The Alliance for Progress to develop economic relations between the United States and Latin America was established in 1961. Between 1962 and 1967, the United States contributed $1.4 billion per year to Latin America’s growth. In the 1960s, Latin America’s geographic production per capita increased by 2.6 percent, beating the program’s target of 2.5 percent. Adult illiteracy was eliminated, and housing, financial institutions, tax codes, and administration all improved.

Domestic Policies

The New Frontier

It saw the passage of several significant amendments. Unemployment benefits were increased, cities received aid to improve housing and transportation, a water pollution control act was enacted to protect rivers and streams, passed significant anti-poverty legislation. It includes increases in social security benefits and the minimum wage and the most comprehensive farm assistance legislation since 1938 was enacted.

Equal Pay Act of 1963 

The Equal Pay Act was signed into law on June 10, 1963, to eliminate wage disparities dependent on gender, making changes to the 1938 Fair Labor Standards Act. The EPA was a big step toward closing the gender disparity between men and women. While the EPA’s equal pay for equal work goals has not been fully realized, women’s salaries have increased dramatically compared to men’s since its inception. JFK also advocated reforming American immigration policies, which resulted in the 1965 Immigration and Nationality Act, which replaced the lottery system based on national origins with a preferential system based on the immigrant’s expertise and family ties to US residents.

Civil Rights Act of 1964

Through his speeches, Kennedy advocated for social integration and civil rights. JFK signed Executive Order 10925 on March 6, 1961, requiring federal contractors to take affirmative action to ensure that all workers, regardless of ethnicity, creed, color, or national origin, are handled equally. In November 1962, JFK issued Executive Order 11063, which prohibited segregation in federally subsidized housing. JFK gave his iconic civil rights speech on June 11, 1963, in which he urged Americans to see civil rights as a spiritual cause. The historic Civil Rights Act of 1964 included his plan to provide fair access to public schools and other services and greater enforcement of voting rights.

Economic Reform

When Kennedy assumed office, the United States was in the midst of a crisis. Under his own executive anti-recessionary acceleration policy, he implemented a variety of approaches to stimulate the economy. The most significant tax changes since the New Deal were implemented, including creating a new investment tax credit.
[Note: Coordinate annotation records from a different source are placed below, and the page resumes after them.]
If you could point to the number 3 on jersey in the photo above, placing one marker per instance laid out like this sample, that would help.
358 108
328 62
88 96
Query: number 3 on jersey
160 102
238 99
When Kennedy was assassinated, from early 1961 to late 1963, GDP increased by an average of 5.5 percent per year, compared to just 2.2 percent per year during his predecessor Eisenhower’s presidency. Also, inflation remained stable at about one percent, industrial output increased by fifteen percent, and unemployment decreased. This pace of growth lasted until 1969, and it has never been matched for such a long time.

JFK’s Legacy

The death of John F. Kennedy stunned Americans and stunned the whole world. The event drew leaders from more than 90 countries. It was too early to talk of a legacy, but it is apparent that the Kennedys permanently altered the White House’s character. John F. Kennedy’s courage and determination motivated Americans to be proud of their accomplishments and dedicate themselves to public service. Kennedy served as president during a difficult period, and his leadership, which was both clear-eyed and calm, was still focused on achieving unity.